Innovation is only as good as the system in which it operates – reflections on the 2020 Intelligent
Updated: Apr 14, 2021
MV’s Umar Majid reflects on February’s Intelligent Health Conference in London – asking what we can learn from the best innovations in AI technology being implemented in the NHS.
Technology driven innovations are the supposed gateway to more effective models of care. But there’s a problem. It seems we’ve become really good at the ‘making technology’ bit but we’re not so good at getting people to actually use it in practice.
This month’s Intelligent Health conference in London was a showcase of the latest AI technology being piloted in the NHS, and there was much excitement in the progress being made.
Examples at the conference showed both how simple and how complex digital solutions can be.
An auto-planning tool being piloted in Leicester aims to solve the famous ‘travelling salesman’ problem – that is, what is the shortest possible route a salesman can use to visit each city and returns to the origin city? Or in this case what is the shortest route clinicians can use to visit all call-out patient appointments and be back in clinic in time for their next surgery?
In London, a cutting-edge piece of software can use the phone in your camera to identify all malignant lesions to a 100% sensitivity, demonstrating the power of AI and its ability to match the accuracy of clinical specialists.

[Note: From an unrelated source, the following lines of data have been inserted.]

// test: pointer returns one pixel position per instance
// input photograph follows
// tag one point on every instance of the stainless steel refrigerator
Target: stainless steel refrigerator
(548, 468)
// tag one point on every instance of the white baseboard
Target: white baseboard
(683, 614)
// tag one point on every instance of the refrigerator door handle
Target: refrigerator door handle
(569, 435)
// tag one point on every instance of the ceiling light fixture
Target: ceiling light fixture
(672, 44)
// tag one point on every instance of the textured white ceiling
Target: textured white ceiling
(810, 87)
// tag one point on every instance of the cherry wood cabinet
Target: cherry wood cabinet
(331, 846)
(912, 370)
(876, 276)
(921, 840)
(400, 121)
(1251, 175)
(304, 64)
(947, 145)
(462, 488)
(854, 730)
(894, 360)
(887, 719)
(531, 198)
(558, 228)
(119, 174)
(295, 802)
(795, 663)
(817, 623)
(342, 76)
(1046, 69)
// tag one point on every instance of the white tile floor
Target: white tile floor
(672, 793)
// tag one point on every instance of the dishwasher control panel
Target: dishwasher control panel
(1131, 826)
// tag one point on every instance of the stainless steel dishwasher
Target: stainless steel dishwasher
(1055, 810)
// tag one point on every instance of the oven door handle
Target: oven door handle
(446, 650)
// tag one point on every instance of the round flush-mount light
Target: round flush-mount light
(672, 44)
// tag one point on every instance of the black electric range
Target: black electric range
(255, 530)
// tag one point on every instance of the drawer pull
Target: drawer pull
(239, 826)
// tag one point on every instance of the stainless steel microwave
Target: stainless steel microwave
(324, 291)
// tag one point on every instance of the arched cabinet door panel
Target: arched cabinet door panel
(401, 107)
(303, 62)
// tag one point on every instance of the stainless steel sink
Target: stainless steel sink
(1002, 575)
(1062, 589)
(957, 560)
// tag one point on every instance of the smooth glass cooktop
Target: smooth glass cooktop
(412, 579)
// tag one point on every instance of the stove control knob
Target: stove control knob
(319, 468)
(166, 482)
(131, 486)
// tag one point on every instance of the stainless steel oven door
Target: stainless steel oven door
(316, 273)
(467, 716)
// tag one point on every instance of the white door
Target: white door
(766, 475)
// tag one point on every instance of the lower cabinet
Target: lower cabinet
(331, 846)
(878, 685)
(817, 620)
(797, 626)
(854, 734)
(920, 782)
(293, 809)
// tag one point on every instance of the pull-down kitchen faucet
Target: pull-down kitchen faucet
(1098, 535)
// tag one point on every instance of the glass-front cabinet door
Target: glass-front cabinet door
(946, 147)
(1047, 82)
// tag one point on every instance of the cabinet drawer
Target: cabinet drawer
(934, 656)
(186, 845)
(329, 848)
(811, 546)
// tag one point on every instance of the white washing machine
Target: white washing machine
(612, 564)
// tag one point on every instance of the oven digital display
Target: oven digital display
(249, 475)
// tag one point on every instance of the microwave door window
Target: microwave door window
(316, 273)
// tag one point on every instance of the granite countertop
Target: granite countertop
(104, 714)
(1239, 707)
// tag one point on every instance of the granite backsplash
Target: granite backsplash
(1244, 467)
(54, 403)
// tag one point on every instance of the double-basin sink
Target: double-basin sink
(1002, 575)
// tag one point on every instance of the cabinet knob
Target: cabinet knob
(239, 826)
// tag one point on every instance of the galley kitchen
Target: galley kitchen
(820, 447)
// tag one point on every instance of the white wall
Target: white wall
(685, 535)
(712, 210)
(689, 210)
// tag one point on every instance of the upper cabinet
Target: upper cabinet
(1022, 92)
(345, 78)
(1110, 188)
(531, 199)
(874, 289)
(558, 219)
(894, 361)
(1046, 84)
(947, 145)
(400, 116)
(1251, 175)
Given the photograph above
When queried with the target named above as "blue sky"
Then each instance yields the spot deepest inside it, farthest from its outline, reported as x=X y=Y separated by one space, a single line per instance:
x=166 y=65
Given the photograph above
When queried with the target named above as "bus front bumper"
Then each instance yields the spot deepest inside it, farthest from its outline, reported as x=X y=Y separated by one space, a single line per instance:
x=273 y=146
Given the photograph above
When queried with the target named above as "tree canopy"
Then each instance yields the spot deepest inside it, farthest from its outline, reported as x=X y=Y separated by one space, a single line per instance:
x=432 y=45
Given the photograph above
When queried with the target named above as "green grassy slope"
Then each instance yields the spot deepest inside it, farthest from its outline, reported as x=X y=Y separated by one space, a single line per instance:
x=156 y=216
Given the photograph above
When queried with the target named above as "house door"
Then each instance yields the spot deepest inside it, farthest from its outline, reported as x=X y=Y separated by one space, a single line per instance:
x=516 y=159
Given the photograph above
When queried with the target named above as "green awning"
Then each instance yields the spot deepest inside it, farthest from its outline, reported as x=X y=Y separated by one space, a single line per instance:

These examples prove that when the technology works it can be game-changing, and it is just a matter of time until the NHS is capitalising regularly on new capabilities like the above to the benefit of all patients.
But, what struck me the most was how often tech companies and NHS Trusts described the challenges of sustaining change. The requirements around up-to-date hardware and interoperability are well documented in the NHS. But the issues being described were downstream from those obstacles. We all know change is hard – hard to manage and hard to sustain – but for change as revolutionary as AI that challenge seems even greater. Delivering and sustaining any transformation is not easy. And the irony of AI? It requires people.
MV’s years of experience across the public sector has taught us that any change, however desirable or technical, requires a human touch. Often this cultural component of change is passed over too quickly. The problems usually begin when tech companies finish their six-week project to implement a new piece of software and staff are left on their own to continue using it. The result: a low return on investment as staff revert to old ways of working or move on to next week’s priority as they struggle to meaningfully integrate the new piece of technology.
So, exactly how do you get the outpatient booking administrator to change the way patients are scheduled after 15 years on the job? It is all about culture change.
So when reflecting on the Intelligent Health Conference, my overriding piece of advice is don’t rush it. Too many transformation projects fail due to inadequate planning or focusing on the wrong part of the change process – AI in the NHS is no difference.
Implementing change is one thing. Making it thrive is altogether different.